One thing that happens periodically is that I start a process from an interactive shell, discover that it takes longer than expected, and then want to know how long it took. Basically it’s a retrospective need to have run “time whatever” that I discover after the process has been running for long enough that I don’t want to restart it. My current procedure in such situations is to run ps from another session to discover when it started and then type date to display when it ends.

A quick test with strace showed that bash uses the wait4() system call to determine when a process ends, but passes NULL as the last parameter. If it passed the pointer to a struct rusage then it would have the necessary data.

I think it would be a really good feature for a shell to allow you to type something like “echo $TIME_LAST_CMD” to see how long the last command took. For the common case where you aren’t interested in that data it would only involve an extra parameter to the wait4() system call, a small amount of memory allocated for it, and to store yet another environment variable in it’s list.

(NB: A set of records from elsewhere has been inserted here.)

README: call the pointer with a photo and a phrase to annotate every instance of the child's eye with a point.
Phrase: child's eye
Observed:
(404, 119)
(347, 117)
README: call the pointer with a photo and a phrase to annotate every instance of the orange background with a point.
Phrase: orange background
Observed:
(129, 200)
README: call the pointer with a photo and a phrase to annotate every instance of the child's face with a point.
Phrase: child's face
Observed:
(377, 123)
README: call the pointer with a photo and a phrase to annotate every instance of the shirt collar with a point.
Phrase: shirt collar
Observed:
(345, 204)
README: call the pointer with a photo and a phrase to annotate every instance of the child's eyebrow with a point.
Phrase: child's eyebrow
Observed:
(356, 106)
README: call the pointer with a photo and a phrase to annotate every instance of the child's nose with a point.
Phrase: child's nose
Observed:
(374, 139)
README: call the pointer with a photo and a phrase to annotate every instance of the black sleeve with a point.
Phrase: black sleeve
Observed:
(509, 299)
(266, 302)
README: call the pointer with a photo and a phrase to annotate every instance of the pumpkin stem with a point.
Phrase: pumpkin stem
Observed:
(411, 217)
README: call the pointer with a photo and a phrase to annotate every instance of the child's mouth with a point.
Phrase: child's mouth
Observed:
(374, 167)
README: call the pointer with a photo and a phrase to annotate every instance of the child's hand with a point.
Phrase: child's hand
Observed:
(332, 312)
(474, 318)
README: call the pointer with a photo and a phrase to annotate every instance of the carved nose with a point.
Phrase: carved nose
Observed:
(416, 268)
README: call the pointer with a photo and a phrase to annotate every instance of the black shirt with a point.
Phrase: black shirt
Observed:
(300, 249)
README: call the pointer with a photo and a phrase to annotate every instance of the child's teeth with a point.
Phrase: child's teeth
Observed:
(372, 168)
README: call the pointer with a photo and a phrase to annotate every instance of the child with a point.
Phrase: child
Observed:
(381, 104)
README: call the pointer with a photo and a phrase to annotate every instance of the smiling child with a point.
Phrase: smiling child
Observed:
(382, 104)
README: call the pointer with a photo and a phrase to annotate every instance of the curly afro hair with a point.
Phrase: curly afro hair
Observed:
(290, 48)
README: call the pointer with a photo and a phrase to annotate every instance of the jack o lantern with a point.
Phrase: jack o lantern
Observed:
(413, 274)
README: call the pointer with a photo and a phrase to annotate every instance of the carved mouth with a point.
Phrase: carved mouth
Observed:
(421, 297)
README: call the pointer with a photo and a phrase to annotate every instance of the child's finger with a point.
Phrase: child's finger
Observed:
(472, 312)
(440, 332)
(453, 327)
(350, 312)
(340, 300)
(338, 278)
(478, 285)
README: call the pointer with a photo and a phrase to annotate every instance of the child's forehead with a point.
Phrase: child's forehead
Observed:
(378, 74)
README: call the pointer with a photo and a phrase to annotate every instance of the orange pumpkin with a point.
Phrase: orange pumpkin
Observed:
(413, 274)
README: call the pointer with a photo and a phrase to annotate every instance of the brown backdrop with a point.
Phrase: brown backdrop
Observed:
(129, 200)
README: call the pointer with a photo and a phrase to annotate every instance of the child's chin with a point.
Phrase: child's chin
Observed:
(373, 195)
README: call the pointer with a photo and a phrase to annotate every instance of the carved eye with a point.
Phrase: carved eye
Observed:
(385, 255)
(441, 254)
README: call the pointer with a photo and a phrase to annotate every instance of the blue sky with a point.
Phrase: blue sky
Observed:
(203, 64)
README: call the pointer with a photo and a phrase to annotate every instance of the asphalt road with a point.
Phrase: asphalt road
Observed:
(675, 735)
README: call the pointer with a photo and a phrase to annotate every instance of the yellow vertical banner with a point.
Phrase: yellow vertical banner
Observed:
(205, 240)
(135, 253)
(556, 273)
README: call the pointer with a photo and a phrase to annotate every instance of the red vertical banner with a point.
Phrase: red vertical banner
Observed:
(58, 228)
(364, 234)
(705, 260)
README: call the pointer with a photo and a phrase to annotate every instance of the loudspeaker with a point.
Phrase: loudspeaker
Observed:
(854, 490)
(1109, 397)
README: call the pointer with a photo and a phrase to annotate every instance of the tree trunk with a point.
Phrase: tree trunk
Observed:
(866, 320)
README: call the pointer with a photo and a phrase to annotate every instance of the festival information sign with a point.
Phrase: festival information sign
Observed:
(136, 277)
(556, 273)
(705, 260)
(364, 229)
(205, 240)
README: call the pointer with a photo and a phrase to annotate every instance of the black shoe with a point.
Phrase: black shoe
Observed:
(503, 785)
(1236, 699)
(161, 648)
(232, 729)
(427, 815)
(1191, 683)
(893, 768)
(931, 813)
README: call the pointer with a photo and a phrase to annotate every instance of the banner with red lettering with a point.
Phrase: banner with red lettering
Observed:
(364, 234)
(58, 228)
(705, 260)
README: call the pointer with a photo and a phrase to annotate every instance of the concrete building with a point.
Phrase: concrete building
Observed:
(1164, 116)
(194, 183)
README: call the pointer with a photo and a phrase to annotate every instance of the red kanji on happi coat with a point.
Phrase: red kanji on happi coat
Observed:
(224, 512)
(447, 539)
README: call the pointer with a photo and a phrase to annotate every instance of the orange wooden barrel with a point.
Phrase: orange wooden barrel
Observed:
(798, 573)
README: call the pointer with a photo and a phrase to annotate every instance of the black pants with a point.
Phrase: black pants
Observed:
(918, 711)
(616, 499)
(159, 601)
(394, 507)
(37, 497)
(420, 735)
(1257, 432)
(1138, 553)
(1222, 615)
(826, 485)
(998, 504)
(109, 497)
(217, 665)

A quick Google search didn’t show any way of filing wishlist bugs against Bash and I don’t think that this is a real bug as such so I haven’t filed a bug report. If anyone reads my blog and has some contact with the Bash people then please pass this idea along if you think it’s worthy of being included.

6 comments to Timing Processes

  • Anonymous

    Seconded; I often find myself wanting this as well.

    Why not file a wishlist bug in Debian, so it doesn’t get lost?

  • Not that you’re looking to switch shells, but one of the things I love about tcsh is that I can set the variable $time to a number (I use 3 myself), and any command I run that takes more than that many CPU seconds will print the output of the ‘time’ command after it completes. It would be nicer if the threshold was measured in wall clock seconds, but I’ll take what I can get.

  • Leandro Penz

    I don’t know about bash, but in zsh it is quite simple using the precmd and preexec hooks:

    precmd() {
    [[ -t 1 ]] || return
    [[ -n “$PROC_NAME” ]] && [[ $(( $SECONDS – $PROC_START )) -gt 5 ]] && echo $PROC_NAME took $(( $SECONDS – $PROC_START )) seconds
    PROC_NAME=
    }

    preexec() {
    [[ -t 1 ]] || return
    PROC_START=$SECONDS
    PROC_NAME=$2
    }

  • milosh

    The configuration of zsh provided by grml does that: whenever a command takes more than 5 seconds. It relies on zsh’s extended_history (which saves the timestamp of the beginning of each command).

  • Corsac

    The zsh variable you want is: REPORTTIME=2 (all jobs running for more than 2 secs are reported)

  • I found a way to *almost* accomplish this with the PROMPT_COMMAND in bash. I set it to a function that includes this snippet:

    LASTCMDTIME=`history 1 | awk ‘BEGIN {FS=” “} {print $2,$3,$4}’
    echo “Prev cmd: $LASTCMDTIME”

    Since I also have the current time in the prompt, I can see how long a command was running for.